Ezio – Isso foi no Nepal. Todo mundo queria presenciar o sangue daquele animal desesperado sendo lançado sobre a estátua… Um capricho, um sadismo, uma nostalgia da ferocidade que hiberna por dentro de nossos ossos? Não podemos esquecer que muitos de nossa espécie foram até canibais. E em termos de inconsciente, isto foi ontem. Dois, três, cinco mil anos não querem dizer nada neste particular. Alguns anos fora dos ‘protocolos civilizatórios’ e pronto: voltamos a nos despedaçar outra vez com os dentes…
ANDA – “Ah, criadorzinho de vacas que derrubas uma floresta secular para plantar soja ou para criar rebanhos! … É sintomático que no teu país haja mais vacas de que gente. E que tua nação seja um imenso e cruel matadouro. Tu que acreditas piamente num céu após a morte, podes estar certo de que quando chegares lá darás de cara com milhões de vacas, em fila, todas esperando avidamente para enfiar-te os cornos no rabo”. Manifesto Aberto a Estupidez Humana.
Ezio – É curioso que mesmo os religiosos mais fanáticos, de toda e qualquer religião, não se abalam com a matança de animais, com o sangue e a traição que essa mortandade representa para com o outro, seja ele um homem ou um cão. Aliás, algumas religiões até sacrificam animais em seus rituais, outras simbolizam o sangue de seu deus durante a missa e etc. Haverá maior perversão do que esta? Em quase todos os livros ‘sagrados’ há autorização explicita para explorar, matar e comer os outros animais, dando pistas de que o tal deus, também era chegado num sadismo e num churrasco!
ANDA – Em seu livro ‘Mendigos: Párias ou Heróis da Cultura?’, você apresenta Caim como o primeiro vegetariano da história, e o primeiro a usar métodos substitutivos ao sacrifício de animais.
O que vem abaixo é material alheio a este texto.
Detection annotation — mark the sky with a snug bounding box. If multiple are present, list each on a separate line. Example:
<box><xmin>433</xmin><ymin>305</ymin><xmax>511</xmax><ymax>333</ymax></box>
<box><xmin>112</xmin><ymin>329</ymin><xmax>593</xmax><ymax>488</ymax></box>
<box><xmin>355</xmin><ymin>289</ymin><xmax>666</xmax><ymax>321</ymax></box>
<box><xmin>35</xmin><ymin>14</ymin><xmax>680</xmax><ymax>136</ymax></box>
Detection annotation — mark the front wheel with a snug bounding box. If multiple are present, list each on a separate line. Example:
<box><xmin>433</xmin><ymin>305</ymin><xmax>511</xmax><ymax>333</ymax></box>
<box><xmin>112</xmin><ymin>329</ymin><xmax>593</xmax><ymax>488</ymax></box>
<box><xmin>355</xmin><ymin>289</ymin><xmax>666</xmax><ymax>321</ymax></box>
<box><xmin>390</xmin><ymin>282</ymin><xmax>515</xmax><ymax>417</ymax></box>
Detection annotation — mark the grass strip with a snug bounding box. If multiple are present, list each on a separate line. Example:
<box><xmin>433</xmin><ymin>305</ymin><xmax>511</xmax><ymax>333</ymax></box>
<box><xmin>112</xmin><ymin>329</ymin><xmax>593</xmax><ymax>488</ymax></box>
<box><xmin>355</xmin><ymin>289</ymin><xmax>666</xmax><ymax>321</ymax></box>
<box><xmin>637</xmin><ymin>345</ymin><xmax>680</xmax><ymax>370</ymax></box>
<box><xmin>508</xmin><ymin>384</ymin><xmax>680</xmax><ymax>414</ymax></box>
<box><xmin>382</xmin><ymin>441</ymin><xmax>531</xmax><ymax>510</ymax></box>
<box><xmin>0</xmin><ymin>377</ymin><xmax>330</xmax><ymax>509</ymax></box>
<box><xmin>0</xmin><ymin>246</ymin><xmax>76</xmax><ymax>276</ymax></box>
E Abel como quem inaugurava os futuros malefícios dos grandes rebanhos, da reprodução planejada de animais para a carnificina dos açougues, para a comilança de carne e para a sangueira que é hoje o mundo”. Quem defende os animais por Ética precisa, necessariamente, enfrentar o mundo e ser condenado por ele?
Ezio – Aproveitei a fábula de Caim e Abel para brincar com a ideia de que aquele que ofereceu raízes e ervas a Deus (um naturista) foi rejeitado, induzido ao assassinato, expulso da família, amaldiçoado e condenado, ao contrário daquele que não se comoveu em assassinar um filhote de ovelha para o mesmo fim. A fábula deixa claro que Deus preferiu a carne.
Quanto à defesa dos animais, será sempre uma luta frustrante, individual, romântica e solitária já que, na verdade, não tem muito sentido salvar uma vaca, quando sabemos que milhões delas estão sendo sacrificadas no mesmo dia nos matadouros da esquina e sem que se possa fazer nada para impedi-lo. É difícil contentar-se com a defesa de uma galinha que ia ser sacrificada numa macumba, quando no abatedouro dos fundos, só na mesma noite, foram degoladas duas, três mil. Massacre que não se pode interditar. Por que defender um gato e massacrar os ratos? Com que argumentos pisoteamos as baratas, as pulgas, os pernilongos e queremos defender um beija-flor? E depois, os corpos, os dentes, os estômagos e as tripas das pessoas estão viciadas na carne e no sangue, mais ou menos como as veias dos alcoólicos estão viciadas no álcool. Além de asqueroso, é triste o papel devorador que nos foi atribuído na existência. Um criador minimamente sensível e inteligente, teria nos feito movidos a energia solar.